Но отход либеральных марксистов от революционных устремлений своих бывших соратников не остановил дробление марксистских рядов. Одним из самых интересных толкований марксистской теории стал эмпириомонизм тогда еще правоверного большевика Александра Богданова и его «тектология», или наука об организации, в которой многие, уже значительно позже, в 50-е годы ХХ века, усмотрели предшественницу кибернетики. Эмпириомонизм претендовал на новое понимание марксистской философии и вызвал резкое неприятие со стороны классика русского марксизма — Плеханова, на которого, в свою очередь, обрушились сторонники новой философии. Завязалась многолетняя дискуссия, в которой в конце концов принял участие и Ленин, опубликовав свою работу «Материализм и эмпириокритицизм» с резкой критикой нового толкования марксизма. И хотя при советской власти труд Ленина был признан каноническим, сами проблемы, которые были затронуты в этой дискуссии, так и не были решены и продолжают до настоящего времени оставаться предметом обсуждения философов всего мира. И в нем принимают участие сторонники обеих точек зрения. Но главные линии раздела между марксистами прошли еще раньше — вокруг вопроса о формах организации партии и об отношениях пролетарской партии с непролетарскими слоями населения: то, что и послужило причиной распада русской социал-демократии на большевиков и меньшевиков. Именно тогда Ленин сформулировал свое видение партии как боевой, централизованной организации, рычага, с помощью которого можно перевернуть Россию. А его оппоненты мечтали о партии парламентского типа. И они действительно создали партию-парламент, в которой уживались люди иногда радикально противоположных взглядов. А сама партия оказалась погружена в теоретические споры. Это было интересно, но оказалось недейственно. Уже значительно позже, после революции, Богданов сравнил большевиков с Собакевичем, который лезет напролом, а меньшевиков с Маниловым, погрязшим в бесплодных мечтах.

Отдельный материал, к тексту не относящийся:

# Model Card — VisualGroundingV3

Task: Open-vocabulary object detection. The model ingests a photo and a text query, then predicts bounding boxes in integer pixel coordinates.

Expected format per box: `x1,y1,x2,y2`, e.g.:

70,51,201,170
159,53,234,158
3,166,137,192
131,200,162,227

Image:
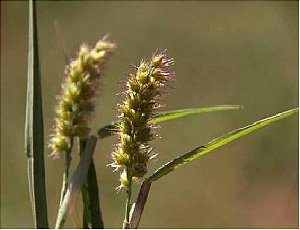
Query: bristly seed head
111,50,175,189
49,35,116,158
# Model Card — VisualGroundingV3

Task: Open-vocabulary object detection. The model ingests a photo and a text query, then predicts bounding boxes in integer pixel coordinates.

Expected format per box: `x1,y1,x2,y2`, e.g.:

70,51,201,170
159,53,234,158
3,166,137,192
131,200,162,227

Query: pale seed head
111,50,174,188
49,35,116,158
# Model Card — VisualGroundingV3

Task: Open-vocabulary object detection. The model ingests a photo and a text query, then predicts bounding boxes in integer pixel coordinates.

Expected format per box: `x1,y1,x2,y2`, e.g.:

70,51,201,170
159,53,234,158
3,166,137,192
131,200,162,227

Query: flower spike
49,35,116,158
111,50,175,188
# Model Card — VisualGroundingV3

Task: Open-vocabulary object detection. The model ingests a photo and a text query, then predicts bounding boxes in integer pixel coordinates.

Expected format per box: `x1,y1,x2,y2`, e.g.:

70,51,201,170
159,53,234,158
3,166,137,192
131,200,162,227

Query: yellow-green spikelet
50,35,116,158
112,50,174,188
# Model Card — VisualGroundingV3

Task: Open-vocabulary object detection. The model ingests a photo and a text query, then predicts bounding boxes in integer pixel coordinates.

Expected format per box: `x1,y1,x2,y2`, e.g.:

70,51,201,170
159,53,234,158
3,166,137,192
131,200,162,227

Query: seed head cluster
49,35,116,158
111,51,174,188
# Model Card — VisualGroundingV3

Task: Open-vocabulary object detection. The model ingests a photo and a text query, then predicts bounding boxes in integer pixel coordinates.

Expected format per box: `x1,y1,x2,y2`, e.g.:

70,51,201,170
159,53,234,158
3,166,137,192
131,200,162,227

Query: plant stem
128,180,151,229
123,167,133,229
59,137,74,207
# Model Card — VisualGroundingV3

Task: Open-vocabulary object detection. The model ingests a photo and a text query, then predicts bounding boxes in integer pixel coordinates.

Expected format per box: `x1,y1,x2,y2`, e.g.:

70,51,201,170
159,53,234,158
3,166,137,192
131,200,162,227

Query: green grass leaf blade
148,108,299,182
150,105,242,124
80,139,104,228
97,105,242,139
55,136,97,229
25,0,48,227
86,160,104,228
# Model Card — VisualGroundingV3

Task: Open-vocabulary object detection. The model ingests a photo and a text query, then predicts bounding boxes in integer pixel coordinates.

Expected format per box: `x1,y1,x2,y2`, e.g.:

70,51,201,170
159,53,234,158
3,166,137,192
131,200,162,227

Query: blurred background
1,1,298,228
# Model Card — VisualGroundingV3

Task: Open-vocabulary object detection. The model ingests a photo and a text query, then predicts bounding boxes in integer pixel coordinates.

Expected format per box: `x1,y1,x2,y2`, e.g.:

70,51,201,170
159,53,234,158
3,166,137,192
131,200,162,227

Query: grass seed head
111,50,175,189
49,35,116,158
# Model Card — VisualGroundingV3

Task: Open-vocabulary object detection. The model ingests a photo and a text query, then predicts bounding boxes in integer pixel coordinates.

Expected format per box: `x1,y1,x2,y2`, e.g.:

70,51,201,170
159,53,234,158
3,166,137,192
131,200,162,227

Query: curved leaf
148,108,299,182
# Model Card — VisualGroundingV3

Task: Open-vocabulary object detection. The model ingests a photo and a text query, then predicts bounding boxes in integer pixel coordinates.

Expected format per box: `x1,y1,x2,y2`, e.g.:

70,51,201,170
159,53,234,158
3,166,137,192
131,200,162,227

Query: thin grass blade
25,0,48,227
150,105,242,123
55,136,97,229
98,105,242,139
80,139,104,228
149,108,299,182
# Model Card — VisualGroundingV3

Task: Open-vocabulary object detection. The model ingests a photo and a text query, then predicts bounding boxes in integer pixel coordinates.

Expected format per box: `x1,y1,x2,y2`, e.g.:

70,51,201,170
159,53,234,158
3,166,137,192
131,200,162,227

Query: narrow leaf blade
149,108,299,182
80,139,104,228
98,105,242,139
150,105,242,124
25,0,48,227
55,136,97,229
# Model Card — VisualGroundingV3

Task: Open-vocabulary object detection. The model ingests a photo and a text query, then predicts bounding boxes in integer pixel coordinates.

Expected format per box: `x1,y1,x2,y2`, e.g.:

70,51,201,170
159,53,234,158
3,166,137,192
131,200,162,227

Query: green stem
123,167,133,229
59,137,74,208
129,180,152,229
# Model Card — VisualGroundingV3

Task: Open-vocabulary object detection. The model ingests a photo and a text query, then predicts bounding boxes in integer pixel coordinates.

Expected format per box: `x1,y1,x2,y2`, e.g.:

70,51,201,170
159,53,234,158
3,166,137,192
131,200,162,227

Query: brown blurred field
1,1,298,228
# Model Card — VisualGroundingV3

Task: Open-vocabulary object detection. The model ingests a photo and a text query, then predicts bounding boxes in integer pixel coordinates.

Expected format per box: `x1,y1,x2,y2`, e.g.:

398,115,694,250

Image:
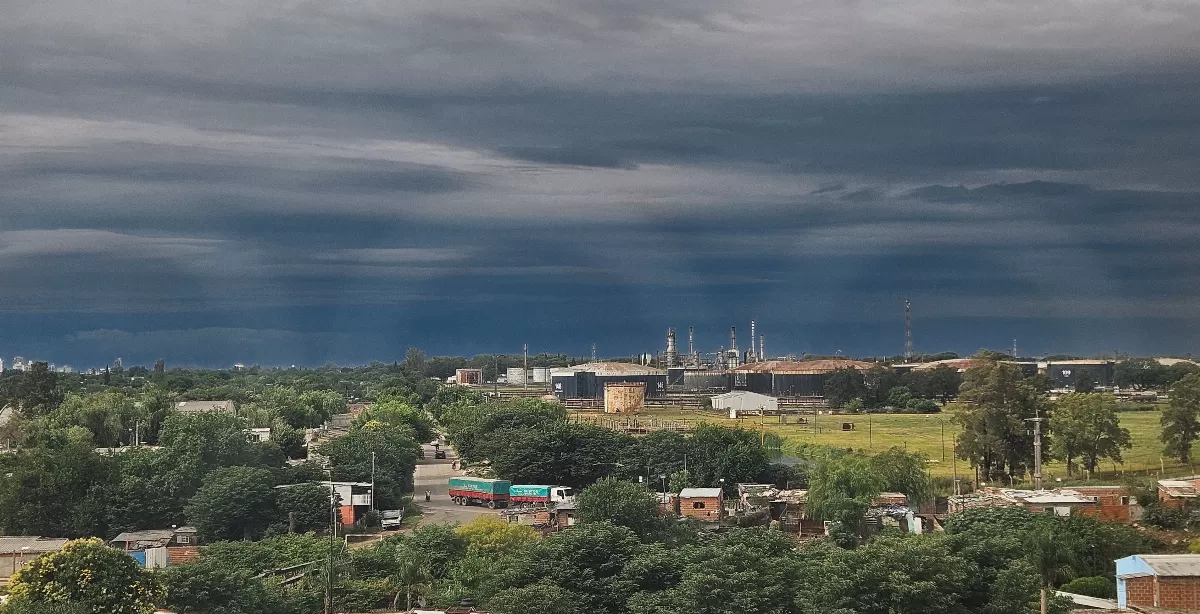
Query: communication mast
904,299,914,361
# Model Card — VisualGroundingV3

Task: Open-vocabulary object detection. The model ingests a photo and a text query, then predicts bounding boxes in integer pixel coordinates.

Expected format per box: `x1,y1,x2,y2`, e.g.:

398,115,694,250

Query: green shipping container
509,485,551,500
448,477,511,495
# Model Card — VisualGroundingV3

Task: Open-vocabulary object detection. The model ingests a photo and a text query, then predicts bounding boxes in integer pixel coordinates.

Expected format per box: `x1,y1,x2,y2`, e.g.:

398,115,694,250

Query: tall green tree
954,361,1048,481
317,421,421,506
12,362,62,416
824,368,867,408
185,466,279,541
0,442,118,538
1163,374,1200,463
578,478,661,537
1049,393,1131,475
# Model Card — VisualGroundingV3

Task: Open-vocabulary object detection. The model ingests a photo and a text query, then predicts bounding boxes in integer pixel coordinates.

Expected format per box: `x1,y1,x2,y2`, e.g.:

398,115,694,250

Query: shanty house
1159,477,1200,509
679,488,725,521
1117,555,1200,611
109,527,201,567
949,487,1107,518
0,537,68,583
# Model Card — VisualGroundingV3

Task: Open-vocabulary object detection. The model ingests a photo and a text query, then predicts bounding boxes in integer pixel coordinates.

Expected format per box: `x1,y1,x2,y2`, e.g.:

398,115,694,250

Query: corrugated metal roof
1137,555,1200,577
913,358,987,372
730,359,874,374
0,536,69,554
679,488,724,498
551,362,666,376
111,529,176,545
175,400,234,413
1158,478,1200,498
710,391,776,401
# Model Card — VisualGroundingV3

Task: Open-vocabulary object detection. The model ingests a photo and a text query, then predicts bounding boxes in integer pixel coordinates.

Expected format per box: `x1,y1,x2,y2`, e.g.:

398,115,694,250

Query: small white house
246,427,271,443
711,391,779,418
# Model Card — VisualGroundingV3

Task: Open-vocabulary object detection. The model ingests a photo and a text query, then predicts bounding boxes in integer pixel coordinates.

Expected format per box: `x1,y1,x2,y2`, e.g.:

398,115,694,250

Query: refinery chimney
665,328,678,367
760,334,765,361
749,320,757,362
730,327,737,352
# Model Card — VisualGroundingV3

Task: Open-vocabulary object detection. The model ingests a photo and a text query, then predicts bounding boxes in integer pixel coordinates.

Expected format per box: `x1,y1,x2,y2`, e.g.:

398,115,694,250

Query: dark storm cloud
2,0,1200,364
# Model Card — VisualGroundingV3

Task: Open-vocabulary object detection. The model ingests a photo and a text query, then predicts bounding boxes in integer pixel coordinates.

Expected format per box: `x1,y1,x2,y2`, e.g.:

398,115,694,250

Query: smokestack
760,334,765,361
730,327,737,351
750,320,756,355
688,327,694,355
666,328,678,367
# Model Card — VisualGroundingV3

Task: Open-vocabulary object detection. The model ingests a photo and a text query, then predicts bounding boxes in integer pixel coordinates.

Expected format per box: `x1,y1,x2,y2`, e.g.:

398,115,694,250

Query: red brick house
1159,477,1200,509
1118,555,1200,610
679,488,725,522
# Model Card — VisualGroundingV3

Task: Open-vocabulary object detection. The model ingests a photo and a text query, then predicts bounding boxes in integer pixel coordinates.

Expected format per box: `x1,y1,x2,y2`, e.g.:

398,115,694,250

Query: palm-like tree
1026,525,1079,614
391,547,433,612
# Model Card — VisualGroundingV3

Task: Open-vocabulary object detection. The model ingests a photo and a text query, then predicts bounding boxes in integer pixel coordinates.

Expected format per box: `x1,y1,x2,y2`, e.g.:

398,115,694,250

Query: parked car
434,449,447,459
380,509,403,530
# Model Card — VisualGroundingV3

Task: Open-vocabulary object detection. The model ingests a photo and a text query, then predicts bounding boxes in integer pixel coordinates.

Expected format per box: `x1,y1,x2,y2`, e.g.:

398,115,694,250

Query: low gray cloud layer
1,0,1199,365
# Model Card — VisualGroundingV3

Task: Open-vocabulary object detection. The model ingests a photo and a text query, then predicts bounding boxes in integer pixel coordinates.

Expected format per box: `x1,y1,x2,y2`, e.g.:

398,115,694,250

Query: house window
692,501,705,509
177,535,190,545
1121,496,1131,506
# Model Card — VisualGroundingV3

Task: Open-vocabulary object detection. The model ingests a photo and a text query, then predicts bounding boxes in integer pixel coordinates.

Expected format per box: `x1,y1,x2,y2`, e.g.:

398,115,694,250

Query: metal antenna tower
904,299,914,361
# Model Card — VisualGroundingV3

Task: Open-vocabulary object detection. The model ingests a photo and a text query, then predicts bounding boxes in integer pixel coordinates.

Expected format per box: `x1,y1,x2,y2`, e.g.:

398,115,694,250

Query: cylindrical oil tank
604,382,646,413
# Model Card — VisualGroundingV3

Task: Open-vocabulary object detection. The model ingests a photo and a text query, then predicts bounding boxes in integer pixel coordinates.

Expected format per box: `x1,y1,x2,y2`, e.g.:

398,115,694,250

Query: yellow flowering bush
7,538,162,614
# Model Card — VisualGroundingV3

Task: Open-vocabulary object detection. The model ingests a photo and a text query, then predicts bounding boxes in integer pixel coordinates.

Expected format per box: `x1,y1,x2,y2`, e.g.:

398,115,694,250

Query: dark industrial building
669,368,732,392
729,360,875,398
551,362,667,400
1042,360,1115,389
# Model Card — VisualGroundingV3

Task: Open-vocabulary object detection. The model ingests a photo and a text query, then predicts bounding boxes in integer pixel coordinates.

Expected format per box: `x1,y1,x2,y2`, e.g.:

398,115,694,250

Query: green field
634,405,1192,484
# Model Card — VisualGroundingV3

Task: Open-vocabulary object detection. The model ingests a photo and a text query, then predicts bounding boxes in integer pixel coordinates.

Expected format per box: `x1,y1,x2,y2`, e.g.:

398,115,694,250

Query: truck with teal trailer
448,477,511,508
508,484,576,505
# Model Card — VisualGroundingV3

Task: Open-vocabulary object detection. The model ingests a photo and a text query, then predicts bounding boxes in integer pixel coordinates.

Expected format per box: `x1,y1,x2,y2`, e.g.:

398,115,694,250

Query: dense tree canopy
1163,373,1200,463
955,361,1049,481
1049,393,1131,475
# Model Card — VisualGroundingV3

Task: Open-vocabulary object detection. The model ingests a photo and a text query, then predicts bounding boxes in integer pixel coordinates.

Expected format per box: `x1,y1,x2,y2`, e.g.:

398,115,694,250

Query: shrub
1059,576,1114,598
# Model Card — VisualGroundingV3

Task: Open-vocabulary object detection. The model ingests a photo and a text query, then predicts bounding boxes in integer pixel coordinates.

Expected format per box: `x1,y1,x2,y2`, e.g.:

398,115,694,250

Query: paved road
412,443,494,526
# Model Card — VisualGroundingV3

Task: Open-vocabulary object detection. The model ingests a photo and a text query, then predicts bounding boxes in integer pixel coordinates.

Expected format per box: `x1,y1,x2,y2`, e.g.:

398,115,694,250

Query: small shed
710,391,778,418
679,487,725,522
0,537,68,582
1117,554,1200,611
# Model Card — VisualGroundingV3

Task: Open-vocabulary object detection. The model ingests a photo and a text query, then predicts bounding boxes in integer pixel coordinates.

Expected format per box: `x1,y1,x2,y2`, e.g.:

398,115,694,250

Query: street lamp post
937,418,945,461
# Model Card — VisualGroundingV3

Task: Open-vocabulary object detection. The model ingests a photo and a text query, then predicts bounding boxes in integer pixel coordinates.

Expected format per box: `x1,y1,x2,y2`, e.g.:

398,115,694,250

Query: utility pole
326,472,336,614
370,452,376,511
1027,414,1045,490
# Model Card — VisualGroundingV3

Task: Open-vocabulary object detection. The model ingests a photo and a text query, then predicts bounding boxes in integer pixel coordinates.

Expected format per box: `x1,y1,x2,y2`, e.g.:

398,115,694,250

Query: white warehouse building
710,391,778,418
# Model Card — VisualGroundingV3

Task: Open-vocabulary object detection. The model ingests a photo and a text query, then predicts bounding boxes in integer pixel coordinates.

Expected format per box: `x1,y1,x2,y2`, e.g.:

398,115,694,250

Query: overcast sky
2,0,1200,367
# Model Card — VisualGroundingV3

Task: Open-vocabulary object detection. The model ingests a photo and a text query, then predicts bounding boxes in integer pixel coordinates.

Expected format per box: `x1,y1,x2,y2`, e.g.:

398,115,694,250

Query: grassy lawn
631,405,1192,484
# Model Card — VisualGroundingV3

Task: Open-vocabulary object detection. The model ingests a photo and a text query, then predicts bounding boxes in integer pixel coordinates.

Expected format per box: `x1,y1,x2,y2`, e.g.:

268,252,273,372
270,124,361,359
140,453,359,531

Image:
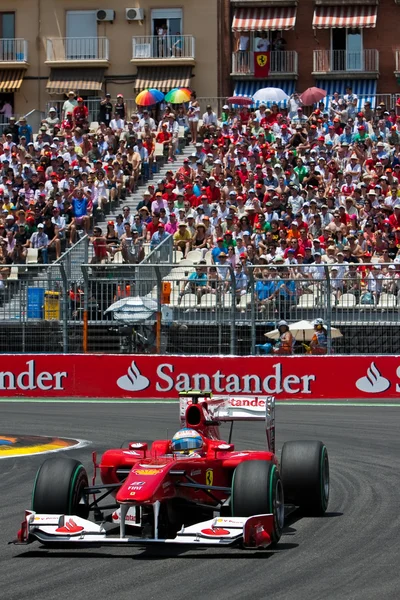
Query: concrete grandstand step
100,145,195,222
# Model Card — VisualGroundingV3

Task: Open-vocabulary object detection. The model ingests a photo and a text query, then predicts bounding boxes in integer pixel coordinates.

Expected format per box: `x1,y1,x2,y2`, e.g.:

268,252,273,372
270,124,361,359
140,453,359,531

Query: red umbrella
227,96,253,106
300,87,327,106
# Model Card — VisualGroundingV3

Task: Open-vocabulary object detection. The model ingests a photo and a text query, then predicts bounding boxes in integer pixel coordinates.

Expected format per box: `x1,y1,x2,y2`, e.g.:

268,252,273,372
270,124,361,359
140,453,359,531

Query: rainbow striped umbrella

Но, конечно, главным вопросом, окончательно расколовшим недавних соратников, стал в 1914 году вопрос об отношении к войне. Ленин звал превратить империалистическую войну в гражданскую, друг его юности Потресов писал, что интернационализм не должен мешать обороне отечества, и требовал разделить «безродный» космополитизм и интернационализм, который не существует без патриотизма, а друг юности их обоих — Мартов — метался между ними.

Одних революция привела к власти, других загнала в подполье и затем отправила в эмиграцию, но полемика между ними и внутри каждой из групп продолжалась. Только большевики теперь обсуждали пути развития своей власти, а меньшевики — причины своего поражения и перспективы поражения большевиков. К концу 1920-х годов дискуссиям в большевистской партии был положен конец силовым образом, а дискуссии меньшевиков потеряли смысл. Когда в конце 1980-х дискуссии возобновились, марксизм оказался не востребован. Может, в этом, замечает автор, и кроется одна из причин политического и общественного маразма, в который погрузилась Россия в 1991 году.

 

Карпи Г. История русского марксизма. — М.: Common Place, 2016. — 344 с. Тираж 900 экз.